Jesus – unser Wegbegleiter

 

Noch nicht lange lebe ich nun hier im schönen Gera. Und doch kommt es mir sehr lange vor, weil ich erst jetzt – nach fast drei Monaten – erst richtig ankomme. Ich habe turbulente und schwere Jahre hinter mir und „darf“ nun für ein paar Monate eine „Auszeit“ oder eher „Arbeitspause“ einlegen. Wie sehr habe ich mich vor dem Umzug auf diese Pause gefreut! Dann kommst du endlich zur Ruhe, dann kannst du dich um deine Seele kümmern, dann kannst du mehr Zeit mit Gott verbringen – habe ich mir voller Vorfreude immer gesagt. Dann…dann…dann… Und jetzt ist „dann“ eigentlich schon wieder fast halb vorbei, stelle ich mit Erschrecken fest. Ich empfinde keine Ruhe, um die Seele hab ich mich nicht gekümmert und die Zeit mit Gott hat sich nicht intensiviert…. Warum??

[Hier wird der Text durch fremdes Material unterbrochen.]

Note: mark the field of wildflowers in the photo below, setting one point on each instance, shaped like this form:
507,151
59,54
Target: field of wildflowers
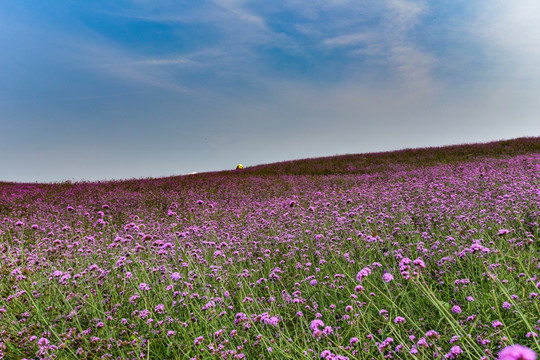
400,258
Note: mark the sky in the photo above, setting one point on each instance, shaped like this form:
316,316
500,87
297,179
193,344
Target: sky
120,89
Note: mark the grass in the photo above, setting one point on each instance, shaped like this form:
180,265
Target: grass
240,264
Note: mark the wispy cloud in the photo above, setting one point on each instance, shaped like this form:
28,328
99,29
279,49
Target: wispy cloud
510,33
346,40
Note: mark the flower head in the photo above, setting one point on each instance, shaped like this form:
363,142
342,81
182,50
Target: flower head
517,352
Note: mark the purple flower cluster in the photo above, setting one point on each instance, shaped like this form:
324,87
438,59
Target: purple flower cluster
239,265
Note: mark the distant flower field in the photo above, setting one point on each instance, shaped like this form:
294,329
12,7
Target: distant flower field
404,262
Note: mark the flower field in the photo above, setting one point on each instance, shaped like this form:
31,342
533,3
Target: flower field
402,260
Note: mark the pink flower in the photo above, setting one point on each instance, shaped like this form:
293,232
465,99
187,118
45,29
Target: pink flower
363,273
517,352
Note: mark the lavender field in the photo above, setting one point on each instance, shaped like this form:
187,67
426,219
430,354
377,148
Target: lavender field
398,255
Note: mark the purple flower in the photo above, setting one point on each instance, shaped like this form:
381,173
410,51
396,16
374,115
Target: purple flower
43,342
363,273
144,287
517,352
198,340
315,324
175,276
496,324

Wir haben alle unsere Aufgaben und Pflichten, die erledigt werden müssen oder sollen. Oft ist am Ende der Pflichten keine Zeit und auch keine Kraft mehr übrig für die Seele und für die Zweisamkeit mit Gott. Wie schnell geben wir Dingen, die vor uns liegen, die Macht, sich zu einem riesigen Berg aufzutürmen. Wir haben dann drei Möglichkeiten so einem „Berg“ zu begegnen.
Erstens: Wir beschweren uns, dass das gar nicht zu schaffen ist und geben gleich auf.
Oder zweitens: Wir rüsten uns mit Bergschuhen, Pickel, Seilen, Regenjacke und einem schweren Rucksack mit allen Dingen, die wir meinen zu brauchen, weil der Berg ja nur mit viel Mühe und äußerster Kraftanstrengung zu bewältigen sein wird!
Oder drittens: Wir gehen einfach los – voll Vertrauen Schritt für Schritt an Jesu Hand, der uns zeigt, dass der Berg gar nicht so bedrohlich hoch ist! Er geht jeden Tag, jeden Schritt mit uns und begegnet uns beim Spülen, beim Einkaufen, bei den Hausaufgaben, bei der Arbeit… Er ist immer da! Wir nehmen ihn oft nur nicht wahr – spüren ihn nicht…. Gott schenkt uns unseren Platz im Leben. Hier sollen wir wirken und sein – egal, was wir gerade tun oder was unsere Aufgabe ist. Wir dürfen darauf vertrauen, dass er uns jeden Schritt lenkt und für jeden Schritt auch die ausreichende Kraft schenkt! Er ist da!! Was möchte ich also nun bei mir ändern? Ich möchte meinen Weg bewusst mit ihm gehen – egal ob in der Auszeit oder im Arbeitsleben – mit ihm im Gespräch bleiben – auch über Kleinigkeiten. Und wenn es anstrengend wird, möchte ich seinen Namen atmen: „Jesus“ einatmen und „Christus“ ausatmen. Das gibt mir neue Kraft und zentriert mich auf den Mittelpunkt Jesus, um den allein es geht! Ich wünsche euch allen einen gesegneten Oktober mit vielen schönen Momenten an der Hand unseres Wegbegleiters Jesus!